Travailler ensemble ou à plusieurs est souvent synonyme de productivité et d’efficacité. Co-working peut aussi rimer avec parking pour des raisons… d’économies. Quand les loyers deviennent prohibitifs, tous les espaces disponibles sont bons à prendre pour travailler !

C’est dans le berceau mondial des startups, à San Francisco, que le mouvement #wepark est né. En français dans le texte ? Victor Pontis, fondateur de la startup Scootermap, application qui recense et agrège tous les scooters en libre service disponibles dans dans les alentours, initie des actions visant à occuper de manière plus verte les places de parking. La chasse aux pick-up et autres véhicules polluants est ouverte. Et comme on est à SF, que les loyers sont exorbitants, y compris pour les espaces de travail, lui et ses followers ont décidé de… travailler sur les places de parking. Le tarif défie toute concurrence : 2,25$ de l’heure. Un co-working né de intelligence collective… Peut-être ce qu’il manquait à Wework pour réussir  son introduction en bourse ?

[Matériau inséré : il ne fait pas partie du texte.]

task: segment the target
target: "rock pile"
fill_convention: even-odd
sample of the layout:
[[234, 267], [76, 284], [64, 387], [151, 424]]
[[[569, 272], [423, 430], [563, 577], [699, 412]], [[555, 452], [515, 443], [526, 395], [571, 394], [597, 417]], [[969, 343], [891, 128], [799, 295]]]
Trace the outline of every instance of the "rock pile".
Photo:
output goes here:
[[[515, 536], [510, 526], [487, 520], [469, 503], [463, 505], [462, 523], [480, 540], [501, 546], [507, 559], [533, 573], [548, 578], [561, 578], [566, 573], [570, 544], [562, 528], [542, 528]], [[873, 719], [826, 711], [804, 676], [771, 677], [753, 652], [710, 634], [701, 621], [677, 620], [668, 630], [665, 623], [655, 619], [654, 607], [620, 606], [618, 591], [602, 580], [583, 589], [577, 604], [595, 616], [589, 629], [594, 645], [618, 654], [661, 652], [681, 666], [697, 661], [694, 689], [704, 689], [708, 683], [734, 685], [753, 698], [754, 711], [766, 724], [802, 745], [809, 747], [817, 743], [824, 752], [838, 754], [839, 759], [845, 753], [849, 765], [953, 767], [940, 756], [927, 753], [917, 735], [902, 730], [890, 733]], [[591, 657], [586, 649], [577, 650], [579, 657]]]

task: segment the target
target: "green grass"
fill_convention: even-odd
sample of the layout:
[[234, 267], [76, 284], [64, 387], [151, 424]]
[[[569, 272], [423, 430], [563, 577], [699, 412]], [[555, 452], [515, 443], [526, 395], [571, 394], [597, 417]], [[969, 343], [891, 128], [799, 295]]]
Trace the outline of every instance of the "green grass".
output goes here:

Valentin Décarpentrie, un jeune entrepreneur Toulousain s’est récemment inspiré de cette initiative. Pas besoin de business angels, de VC (Venture Capital, à prononcer « vissi »), ou de Missi Dominici, sa levée de fonds passe par… les horodateurs. À l’heure où des locaux se vendent à presque 80 000€ le m2 sur les Champs-Élysées, cette initiative à mi-chemin entre smart city et future of work a peut-être de beaux jours devant elle. Bientôt dans la capitale !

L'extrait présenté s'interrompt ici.